Thanks to a generous gift from utility company Evergy, students in the College of Engineering at Wichita State University can learn about and conduct research on solar power technology, as well as how to protect an electric grid from short circuiting.

There will also be a new faculty fellow position added in the College of Engineering.

The gift will fund all of these new initiatives: To make sure Wichita State students have the skills they need to succeed in the work force.

Evergy recognizes the importance of contributing to the education of engineers who might someday be working for the utility, said Jeff Martin, Evergy vice president for customer and community operations.
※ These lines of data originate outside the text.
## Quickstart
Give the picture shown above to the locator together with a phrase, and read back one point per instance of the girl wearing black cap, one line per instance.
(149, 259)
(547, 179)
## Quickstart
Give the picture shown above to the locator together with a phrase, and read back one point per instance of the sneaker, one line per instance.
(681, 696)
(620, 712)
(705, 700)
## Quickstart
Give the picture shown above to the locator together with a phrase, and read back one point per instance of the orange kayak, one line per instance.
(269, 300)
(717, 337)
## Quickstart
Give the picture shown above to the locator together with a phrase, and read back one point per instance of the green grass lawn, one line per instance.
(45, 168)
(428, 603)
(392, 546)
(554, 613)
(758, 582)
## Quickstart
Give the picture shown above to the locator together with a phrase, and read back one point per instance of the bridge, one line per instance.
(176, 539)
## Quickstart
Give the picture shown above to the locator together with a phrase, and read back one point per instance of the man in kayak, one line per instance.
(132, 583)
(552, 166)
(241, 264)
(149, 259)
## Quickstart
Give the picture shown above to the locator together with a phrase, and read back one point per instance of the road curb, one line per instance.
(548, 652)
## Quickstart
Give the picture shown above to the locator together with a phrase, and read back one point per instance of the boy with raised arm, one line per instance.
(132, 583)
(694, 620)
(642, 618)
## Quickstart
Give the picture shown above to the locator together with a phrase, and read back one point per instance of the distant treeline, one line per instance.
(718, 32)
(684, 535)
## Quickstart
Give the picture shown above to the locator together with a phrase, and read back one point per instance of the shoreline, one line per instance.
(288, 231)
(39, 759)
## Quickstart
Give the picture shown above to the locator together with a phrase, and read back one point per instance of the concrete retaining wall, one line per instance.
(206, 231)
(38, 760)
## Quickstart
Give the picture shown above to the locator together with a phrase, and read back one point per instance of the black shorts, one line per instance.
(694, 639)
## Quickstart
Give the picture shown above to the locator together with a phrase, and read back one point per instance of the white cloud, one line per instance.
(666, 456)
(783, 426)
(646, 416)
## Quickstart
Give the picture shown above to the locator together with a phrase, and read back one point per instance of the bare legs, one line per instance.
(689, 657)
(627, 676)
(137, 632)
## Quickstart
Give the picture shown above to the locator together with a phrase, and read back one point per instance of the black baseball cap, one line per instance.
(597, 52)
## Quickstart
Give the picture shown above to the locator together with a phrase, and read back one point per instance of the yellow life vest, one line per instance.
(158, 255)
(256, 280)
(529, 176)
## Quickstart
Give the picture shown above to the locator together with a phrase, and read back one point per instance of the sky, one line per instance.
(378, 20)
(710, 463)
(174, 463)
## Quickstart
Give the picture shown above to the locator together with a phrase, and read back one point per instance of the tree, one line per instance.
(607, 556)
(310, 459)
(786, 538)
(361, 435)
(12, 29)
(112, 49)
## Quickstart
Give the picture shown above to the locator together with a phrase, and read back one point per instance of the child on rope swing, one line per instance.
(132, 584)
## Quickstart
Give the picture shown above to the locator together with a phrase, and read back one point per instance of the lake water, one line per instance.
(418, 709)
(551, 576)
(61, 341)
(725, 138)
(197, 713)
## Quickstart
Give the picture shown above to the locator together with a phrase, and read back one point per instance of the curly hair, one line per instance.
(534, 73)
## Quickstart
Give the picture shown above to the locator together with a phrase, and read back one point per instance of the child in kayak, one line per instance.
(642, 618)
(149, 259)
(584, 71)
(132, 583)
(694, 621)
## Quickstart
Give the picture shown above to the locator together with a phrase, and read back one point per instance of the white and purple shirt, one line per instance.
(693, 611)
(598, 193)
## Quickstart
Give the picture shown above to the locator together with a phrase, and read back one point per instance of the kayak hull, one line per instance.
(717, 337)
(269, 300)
“We want to do our part to ensure the engineers of tomorrow are equipped with the tools necessary to help advance our world through their innovations,” Martin said. “This gift strengthens the relationship between Evergy and Wichita State because it affords the university the opportunity to teach students and conduct research in the burgeoning areas of solar energy and data science.”

What this gift includes:

  • Solar panels will soon be installed on the roof of the John Bardo Center on WSU’s Innovation Campus so students and faculty can study this important renewable energy source and conduct research. The panels will be just steps away from the Renewable Energy Lab, which will be named for Evergy in recognition of the gift.
  • The new Evergy substation on the WSU campus will include real-time data to a power lab in WSU’s Wallace Hall. Faculty will use the data to teach and do research on protecting the electric grid from short circuits and other problems that can occur.
  • The faculty fellow position honors WSU professor Ward Jewell. Funds donated by Evergy will provide resources to the faculty member who holds the position in recognition of their commitment to educating aspiring engineers.

Jewell praised the quality of experiential learning that students will have by working directly with solar energy transmission and data from the power system serving the WSU campus.

“That’s what the students value and want,” he said.